Researchers at Harvard Medical School (HMS) have come up with convincing evidence that the answer to what causes asthma lies in a special type of natural "killer" cell. This finding means that physicians may not be treating asthma sufferers with the right kinds of drugs. For example, natural killer T cells seem to be resistant to the corticosteroids in widely used inhalers.

Relief medication

Symptomatic control of episodes of wheezing and shortness of breath is generally achieved with fast-acting bronchodilators. These are typically provided in pocket-sized, metered-dose inhalers (MDIs). In young sufferers, who may have difficulty with the coordination necessary to use inhalers, or those with a poor ability to hold their breath for 10 seconds after inhaler use (generally the elderly), an asthma spacer (see top image) is used. The spacer is a plastic cylinder that mixes the medication with air in a simple tube, making it easier for patients to receive a full dose of the drug and allows for the active agent to be dispersed into smaller, more fully inhaled bits. A nebulizer which provides a larger, continuous dose can also be used. Nebulizers work by vaporizing a dose of medication in a saline solution into a steady stream of foggy vapour, which the patient inhales continuously until the full dosage is administered. There is no clear evidence, however, that they are more effective than inhalers used with a spacer. Nebulizers may be helpful to some patients experiencing a severe attack. Such patients may not be able to inhale deeply, so regular inhalers may not deliver medication deeply into the lungs, even on repeated attempts. Since a nebulizer delivers the medication continuously, it is thought that the first few inhalations may relax the airways enough to allow the following inhalations to draw in more medication.

Relievers include:
  • Short-acting, selective beta2-adrenoceptor agonists, such as salbutamol (albuterol USAN), levalbuterol, terbutaline and bitolterol.
  • Tremors, the major side effect, have been greatly reduced by inhaled delivery, which allows the drug to target the lungs specifically; oral and injected medications are delivered throughout the body. There may also be cardiac side effects at higher doses (due to Beta-1 agonist activity), such as elevated heart rate or blood pressure; with the advent of selective agents, these side effects have become less common.

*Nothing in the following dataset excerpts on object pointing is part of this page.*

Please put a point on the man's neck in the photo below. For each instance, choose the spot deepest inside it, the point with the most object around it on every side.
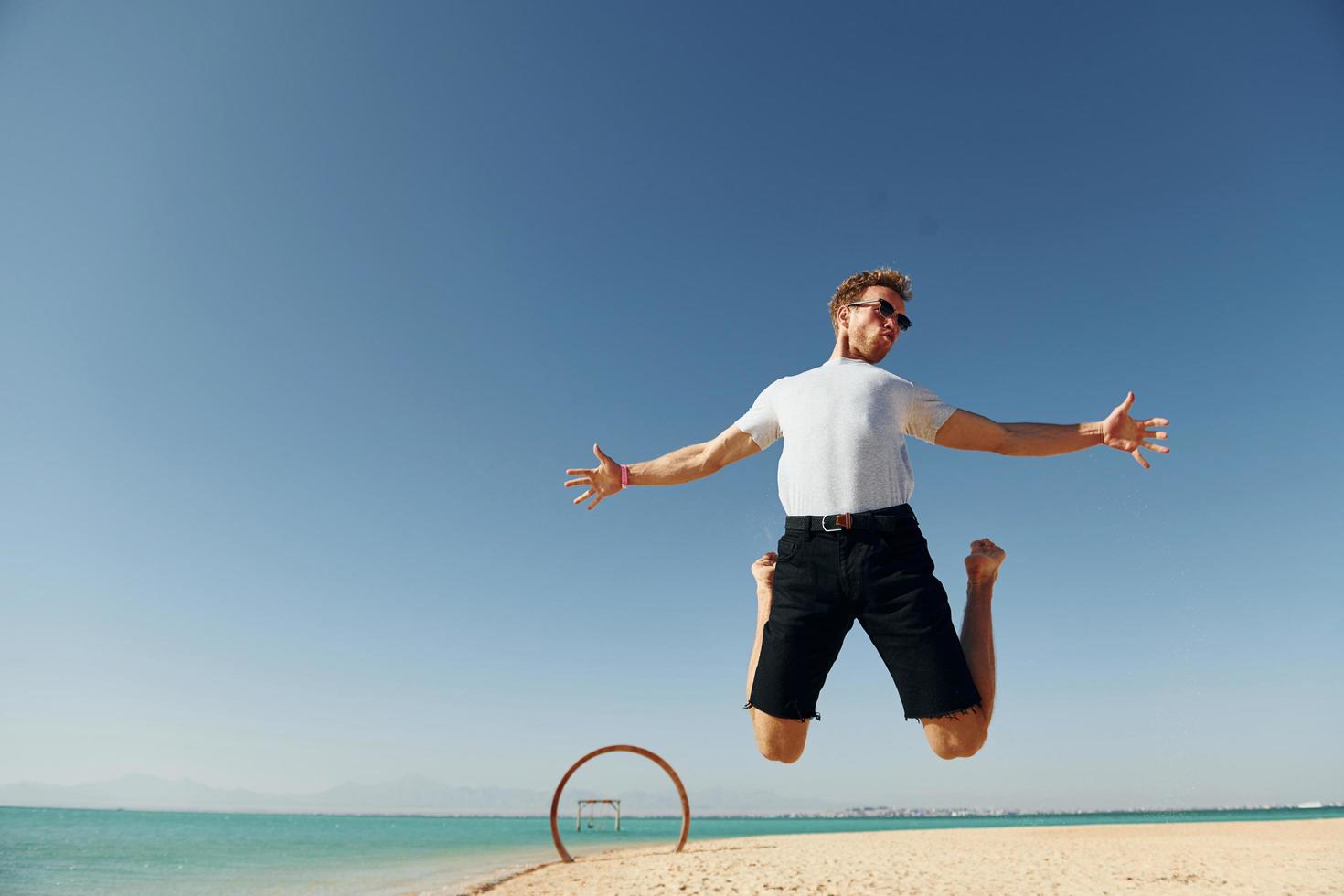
(843, 349)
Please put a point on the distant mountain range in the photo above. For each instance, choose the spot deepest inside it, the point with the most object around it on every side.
(413, 795)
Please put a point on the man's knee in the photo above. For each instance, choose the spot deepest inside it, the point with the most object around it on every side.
(780, 739)
(957, 738)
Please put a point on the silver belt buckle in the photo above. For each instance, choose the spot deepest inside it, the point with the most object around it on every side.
(843, 521)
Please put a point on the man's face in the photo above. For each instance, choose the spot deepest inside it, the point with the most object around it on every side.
(871, 336)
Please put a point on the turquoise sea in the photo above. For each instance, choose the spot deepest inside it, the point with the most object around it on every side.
(119, 853)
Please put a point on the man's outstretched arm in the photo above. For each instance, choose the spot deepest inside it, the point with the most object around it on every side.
(974, 432)
(684, 465)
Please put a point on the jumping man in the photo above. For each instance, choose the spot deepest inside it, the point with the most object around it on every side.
(852, 549)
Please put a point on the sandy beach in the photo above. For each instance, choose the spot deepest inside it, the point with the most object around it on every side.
(1296, 858)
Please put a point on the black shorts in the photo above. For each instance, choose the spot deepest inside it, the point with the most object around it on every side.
(823, 581)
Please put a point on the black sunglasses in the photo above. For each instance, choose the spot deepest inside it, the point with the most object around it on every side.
(886, 309)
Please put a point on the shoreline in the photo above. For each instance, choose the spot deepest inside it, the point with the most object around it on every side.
(1209, 856)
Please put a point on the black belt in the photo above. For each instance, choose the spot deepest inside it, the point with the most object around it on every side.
(887, 520)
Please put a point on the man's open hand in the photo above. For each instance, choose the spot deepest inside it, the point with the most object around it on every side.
(603, 481)
(1126, 434)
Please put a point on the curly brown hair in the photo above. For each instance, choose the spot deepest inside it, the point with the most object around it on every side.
(852, 288)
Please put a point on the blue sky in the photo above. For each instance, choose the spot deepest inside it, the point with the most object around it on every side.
(304, 311)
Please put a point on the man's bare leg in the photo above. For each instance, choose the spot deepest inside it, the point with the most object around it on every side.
(964, 735)
(777, 739)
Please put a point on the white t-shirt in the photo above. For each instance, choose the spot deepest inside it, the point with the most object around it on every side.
(844, 429)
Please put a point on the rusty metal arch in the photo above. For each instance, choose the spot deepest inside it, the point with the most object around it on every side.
(646, 753)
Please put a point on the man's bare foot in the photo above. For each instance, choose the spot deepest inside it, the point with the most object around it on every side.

Patients must be cautioned against using these medicines too frequently, as with such use their efficacy may decline, producing desensitization resulting in an exacerbation of symptoms which may lead to refractory asthma and death.
  • Older, less selective adrenergic agonists, such as inhaled epinephrine and ephedrine tablets, have also been used. Cardiac side effects occur with these agents at either similar or lesser rates to albuterol. When used solely as a relief medication, inhaled epinephrine has been shown to be an effective agent to terminate an acute asthmatic exacerbation. In emergencies, these drugs were sometimes administered by injection. Their use via injection has declined due to related adverse effects.
  • Anticholinergic medications, such as ipratropium bromide may be used instead. They have no cardiac side effects and thus can be used in patients with heart disease; however, they take up to an hour to achieve their full effect and are not as powerful as the β2-adrenoreceptor agonists.